PCBs can take a while to manufacture and get delivered, so I wanted to get a move on and at least prepare for it now, so that it can be worked on as the design progresses. This blog post discusses the CC2640R2F part creation in Autodesk EAGLE which is useful for laying out circuits and PCBs.

Some Initial PCB and Component Considerations

Life has been made quite easy with the CC2640R2 LaunchPad, because it comes with a full itemised list of parts on the board (CC2640R2 Launchpad documentation link scroll down to Design Files). Therefore for reduced risk I can chose similar or identical crystals for example. The LaunchPad board has an integrated PCB antenna, but I may choose to use a different antenna (and perhaps different for the bell push module and for the chime module). Since element14 kindly provided a budget, I used some of it to purchase some antennas so I can try them out. Many antennas intended for consumer applications tended to have reverse-polarity SMA connectors to prevent users from attaching high-gain directional antennas, and there are legal requirements in some countries regarding connectors and removable or fixed antenna selection.

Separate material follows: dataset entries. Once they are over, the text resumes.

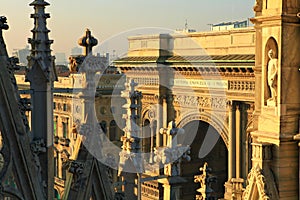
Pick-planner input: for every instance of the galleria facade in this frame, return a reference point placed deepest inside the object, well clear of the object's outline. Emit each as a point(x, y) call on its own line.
point(225, 100)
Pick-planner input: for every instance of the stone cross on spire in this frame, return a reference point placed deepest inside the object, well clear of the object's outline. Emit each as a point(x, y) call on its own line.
point(87, 41)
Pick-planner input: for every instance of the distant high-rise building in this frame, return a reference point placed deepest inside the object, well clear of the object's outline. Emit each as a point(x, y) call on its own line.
point(76, 51)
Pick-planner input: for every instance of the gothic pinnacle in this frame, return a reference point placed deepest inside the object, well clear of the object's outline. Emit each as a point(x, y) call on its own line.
point(87, 41)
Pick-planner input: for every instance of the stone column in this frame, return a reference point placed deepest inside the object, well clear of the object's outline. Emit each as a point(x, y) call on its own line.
point(239, 111)
point(159, 121)
point(152, 132)
point(232, 141)
point(231, 150)
point(297, 137)
point(241, 122)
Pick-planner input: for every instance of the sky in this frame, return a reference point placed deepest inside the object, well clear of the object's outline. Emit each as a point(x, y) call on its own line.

For the purposes of this prototype, a standard connector will be used, but a commercial design will need to swap it out to suit any current legislation in its intended market.

As part of the antenna matching procedure, space will be left on the PCB for soldering inductors or capacitors to provide for the ideal match between the source and load, so that communication range can be good.

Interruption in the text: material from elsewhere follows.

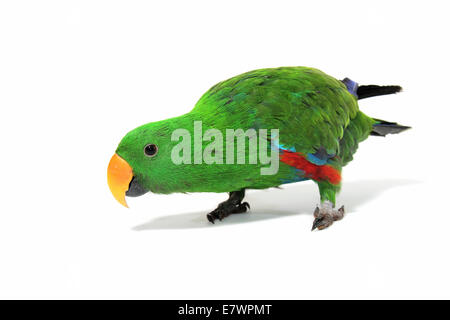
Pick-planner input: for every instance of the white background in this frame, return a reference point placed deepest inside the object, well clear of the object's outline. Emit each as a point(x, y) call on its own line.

PCB Land Pattern Creation with EAGLE

I’m using a slightly older version of Autodesk EAGLEAutodesk EAGLE, so the procedure may have changed in recent times. Rachael’s ( rachaelp ) excellent EAGLE tutorial can be used as a guide. I used the CC2640R2F datasheet to obtain all the measurements.

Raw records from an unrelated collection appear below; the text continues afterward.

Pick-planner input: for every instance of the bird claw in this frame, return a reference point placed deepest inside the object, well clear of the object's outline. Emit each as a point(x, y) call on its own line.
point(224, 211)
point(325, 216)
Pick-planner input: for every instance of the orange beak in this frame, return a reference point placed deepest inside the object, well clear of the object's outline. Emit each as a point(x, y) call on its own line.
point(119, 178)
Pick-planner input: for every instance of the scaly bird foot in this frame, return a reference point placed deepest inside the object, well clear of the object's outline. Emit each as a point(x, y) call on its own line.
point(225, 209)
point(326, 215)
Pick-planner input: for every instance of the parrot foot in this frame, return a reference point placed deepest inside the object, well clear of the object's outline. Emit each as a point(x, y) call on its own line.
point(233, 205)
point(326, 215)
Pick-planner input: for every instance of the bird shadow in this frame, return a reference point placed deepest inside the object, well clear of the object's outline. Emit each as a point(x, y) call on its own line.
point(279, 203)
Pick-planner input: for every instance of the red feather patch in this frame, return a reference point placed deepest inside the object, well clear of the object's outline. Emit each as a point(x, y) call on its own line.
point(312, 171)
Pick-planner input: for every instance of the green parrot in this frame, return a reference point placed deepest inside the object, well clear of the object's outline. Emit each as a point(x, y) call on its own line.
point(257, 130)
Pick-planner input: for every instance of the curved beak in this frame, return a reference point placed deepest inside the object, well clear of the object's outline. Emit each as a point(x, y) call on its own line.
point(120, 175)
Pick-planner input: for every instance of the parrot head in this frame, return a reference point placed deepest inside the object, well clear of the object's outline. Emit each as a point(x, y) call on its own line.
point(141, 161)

The final part is shown here:

Shaped pads are needed, so they were created by setting the Roundness attribute to 100% on each rectangular pad. I didn’t want solder to travel up the entire pad much beyond the outline of the component, so shapes were drawn on the tStop layer to define the area where the green stuff would be absent on the PCB, and for each pad the automated Stop creation attribute was disabled.

The patchwork of squares in the center pad area in the screenshot above are for the stencil creation, to prevent too much solder paste being applied. For radio chips the vias are mandatory for the ground plane. I will need to consider how to prevent solder wicking into the holes too much. Low-cost PCBs do not have filled via holes. I have a few ideas, but experimentation is needed.

After the part was created, it was verified with a third party viewer, PentaLogix Viewmate. It works really well with EAGLE - just point it at the folder where the Gerber files (generated using EAGLE's computer aided machining [CAM] processor) are stored, and it does its magic.

The software can automatically run Design for Manufacture (DFM) rules and inform of errors and warnings that could prevent a successful PCB being manufactured. For instance in my case, it warned that the holes were of a non-standard drill size, which I can easily correct.

Component Schematic Entry

As part of the part creation process in EAGLE, the schematic symbol was created too. I used the TI schematic symbol as used in the LaunchPad, as a reference, but with some small adjustments to suit this project.

Since there are many pins (48 plus the center pad), the schematic symbol is split up into two parts; one for input/output connections, and the other for all the remainder connections (such as power, crystal and debugger).

Next Steps

The PCB parts entry process will continue as the design evolves. I will also fire up the software development environment, and start getting familiar with working with TI’s operating system (OS) and libraries of useful functions!